Une fois notre niveau terminé, avec une fin bâclée — un cruel rappel de la saison 8 de Game of Thrones — nous l’avons balancé en ligne, à la grâce de Dieu. Vous pourrez le retrouver sous le mignon petit nom de DN9-6T4-L2G. Une chose est sûre, si l’outil de conception est toujours aussi efficace, l’ergonomie aura vite fait d’user notre patience créatrice. Nous sommes définitivement plus des joueurs que des designers. Cette expérience conforte alors tout le respect que j’ai pour ces derniers et la passion qu’ils y développent.

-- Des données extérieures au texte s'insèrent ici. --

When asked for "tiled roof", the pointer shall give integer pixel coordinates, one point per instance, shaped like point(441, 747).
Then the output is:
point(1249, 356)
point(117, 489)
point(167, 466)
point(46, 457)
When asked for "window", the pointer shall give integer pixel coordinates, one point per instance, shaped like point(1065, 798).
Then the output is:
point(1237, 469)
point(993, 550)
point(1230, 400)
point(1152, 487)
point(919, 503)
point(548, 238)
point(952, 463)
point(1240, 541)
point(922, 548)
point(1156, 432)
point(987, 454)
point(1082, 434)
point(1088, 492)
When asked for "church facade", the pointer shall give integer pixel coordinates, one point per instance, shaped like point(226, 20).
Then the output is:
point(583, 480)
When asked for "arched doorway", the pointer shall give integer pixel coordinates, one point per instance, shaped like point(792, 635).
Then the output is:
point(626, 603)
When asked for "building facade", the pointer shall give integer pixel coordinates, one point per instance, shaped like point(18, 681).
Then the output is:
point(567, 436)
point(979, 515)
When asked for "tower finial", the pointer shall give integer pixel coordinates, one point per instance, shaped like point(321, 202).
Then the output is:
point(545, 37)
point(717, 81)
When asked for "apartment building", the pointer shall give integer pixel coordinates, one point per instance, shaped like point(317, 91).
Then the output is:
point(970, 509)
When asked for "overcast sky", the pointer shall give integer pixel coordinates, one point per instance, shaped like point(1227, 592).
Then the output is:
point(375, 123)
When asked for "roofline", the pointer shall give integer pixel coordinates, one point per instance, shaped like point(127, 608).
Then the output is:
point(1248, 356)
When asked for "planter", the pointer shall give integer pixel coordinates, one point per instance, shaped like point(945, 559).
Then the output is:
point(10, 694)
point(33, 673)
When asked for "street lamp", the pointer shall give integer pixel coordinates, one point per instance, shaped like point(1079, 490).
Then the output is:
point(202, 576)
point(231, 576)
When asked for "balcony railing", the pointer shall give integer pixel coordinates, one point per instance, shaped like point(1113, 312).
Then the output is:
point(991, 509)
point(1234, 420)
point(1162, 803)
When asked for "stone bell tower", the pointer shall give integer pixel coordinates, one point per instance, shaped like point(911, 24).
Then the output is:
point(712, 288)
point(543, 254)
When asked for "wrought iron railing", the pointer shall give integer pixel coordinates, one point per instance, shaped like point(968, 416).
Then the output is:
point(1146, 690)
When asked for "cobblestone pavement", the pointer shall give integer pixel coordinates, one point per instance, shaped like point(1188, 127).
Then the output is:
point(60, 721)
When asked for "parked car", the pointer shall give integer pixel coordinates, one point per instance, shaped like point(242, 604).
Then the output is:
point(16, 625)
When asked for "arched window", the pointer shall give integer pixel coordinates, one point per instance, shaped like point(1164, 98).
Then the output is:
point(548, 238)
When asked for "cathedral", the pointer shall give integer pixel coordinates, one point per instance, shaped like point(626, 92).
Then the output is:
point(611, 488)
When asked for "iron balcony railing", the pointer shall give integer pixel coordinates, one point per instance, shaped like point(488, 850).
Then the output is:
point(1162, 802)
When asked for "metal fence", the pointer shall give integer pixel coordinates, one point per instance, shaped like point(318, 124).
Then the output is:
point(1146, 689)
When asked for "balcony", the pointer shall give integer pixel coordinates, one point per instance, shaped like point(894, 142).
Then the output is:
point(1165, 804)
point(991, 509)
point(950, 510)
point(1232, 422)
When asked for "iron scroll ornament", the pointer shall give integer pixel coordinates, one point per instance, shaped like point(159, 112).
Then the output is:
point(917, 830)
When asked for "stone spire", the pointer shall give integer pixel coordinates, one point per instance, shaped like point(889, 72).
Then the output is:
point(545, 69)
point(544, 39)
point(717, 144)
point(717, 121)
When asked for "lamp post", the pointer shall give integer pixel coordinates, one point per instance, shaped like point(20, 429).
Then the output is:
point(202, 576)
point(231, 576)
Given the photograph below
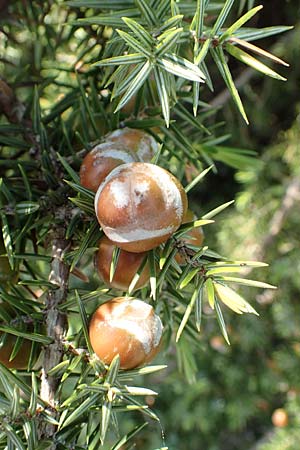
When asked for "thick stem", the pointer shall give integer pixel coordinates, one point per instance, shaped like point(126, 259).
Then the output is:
point(55, 320)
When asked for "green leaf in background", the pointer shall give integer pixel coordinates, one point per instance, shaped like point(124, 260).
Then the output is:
point(136, 45)
point(181, 67)
point(210, 291)
point(152, 268)
point(143, 36)
point(147, 11)
point(222, 17)
point(246, 282)
point(189, 309)
point(114, 262)
point(239, 23)
point(132, 58)
point(222, 65)
point(258, 51)
point(162, 91)
point(118, 445)
point(135, 85)
point(221, 321)
point(233, 300)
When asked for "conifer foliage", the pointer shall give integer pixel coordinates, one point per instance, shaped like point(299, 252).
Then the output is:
point(73, 72)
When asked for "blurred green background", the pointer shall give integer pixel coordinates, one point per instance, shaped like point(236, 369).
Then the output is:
point(225, 398)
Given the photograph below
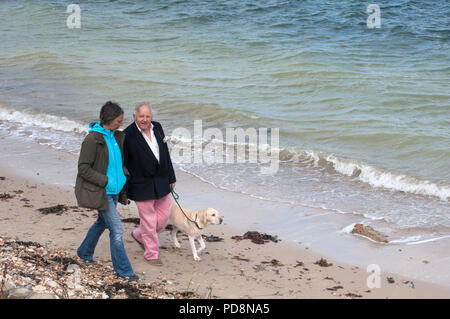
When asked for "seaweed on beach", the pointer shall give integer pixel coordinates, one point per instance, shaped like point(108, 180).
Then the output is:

Vertigo conclura en disant que Super Mario Maker 2 est le prolongement du premier, permettant de réassurer la pérennité de la clientèle. La formule est simple et a bien fonctionné sur Wii U, malgré les autres nombreux programmes d’édition déjà disponibles. Vu l’engouement du public, mais le faible nombre de Wii U vendues, c’est un choix logique au prix de l’ergonomie. À recommander donc aux patients ou aux passionnés.
Note: modulable sur 10
Le game design c’est un métier, Madame.
Option très intéressante, le jeu propose des « cours » de game design avec un professeur… pigeon. Ok. Les thématiques abordées sont vraiment passionnantes et celui ou celle oui voudra s’essayer consciencieusement à l’art de la création vidéo ludique aura de quoi en apprendre beaucoup.

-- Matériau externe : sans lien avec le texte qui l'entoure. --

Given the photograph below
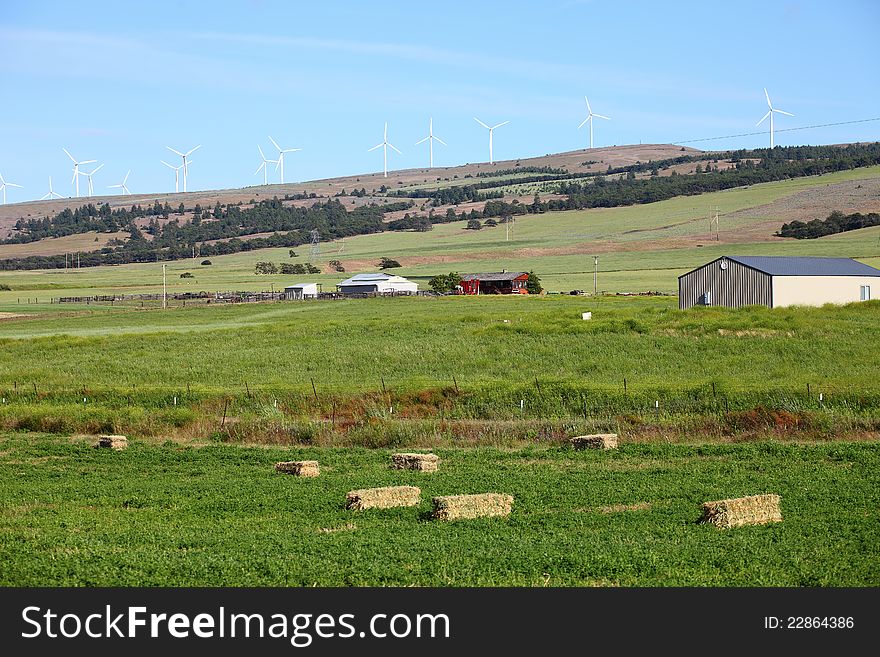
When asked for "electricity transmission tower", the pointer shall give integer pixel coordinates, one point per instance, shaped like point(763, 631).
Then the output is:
point(315, 246)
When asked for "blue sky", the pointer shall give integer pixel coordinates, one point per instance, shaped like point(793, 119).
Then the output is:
point(118, 82)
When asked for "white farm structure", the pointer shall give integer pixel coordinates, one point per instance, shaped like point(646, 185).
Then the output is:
point(377, 284)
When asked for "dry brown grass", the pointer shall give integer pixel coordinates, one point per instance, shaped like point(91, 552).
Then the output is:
point(382, 498)
point(466, 507)
point(298, 468)
point(736, 512)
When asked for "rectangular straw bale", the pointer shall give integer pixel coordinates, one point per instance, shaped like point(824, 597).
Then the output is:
point(112, 442)
point(754, 510)
point(455, 507)
point(407, 461)
point(595, 441)
point(383, 498)
point(299, 468)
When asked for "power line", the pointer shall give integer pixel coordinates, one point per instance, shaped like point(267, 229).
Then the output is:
point(764, 132)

En revanche, exactement comme dans Nintendo Labo, ces conseils sont dilués dans une marée de dialogues bidons et inutiles entre le pigeon et son élève. Pour trouver une information précise, il est obligatoire de se farcir le tout sans pouvoir accéder à ce qu’on recherche. Par exemple, lorsque l’utilisation des rails nous a laissée perplexes, nous avons tenté de chercher des indications dans la partie « aide ». Mais nous nous sommes retrouvés à devoir lire des tas de choses inutiles sans savoir si le document choisi contenait l’information nécessaire avant d’en voir la fin. Pas très malin ça, sachant que les enfants, eux, ont tendance à chercher une réponse par l’expérimentation. Alors, pourquoi habiller les textes dans un modèle infantile ?
Bref, si vos marmots à vous s’intéressent au game design, nous ne saurons que trop vous recommander de les inscrire à des ateliers qui en expliquent les fondements. Notamment, la Swiss Game Academy, dont l’édition 2019 ouvre ses portes au mois de juillet.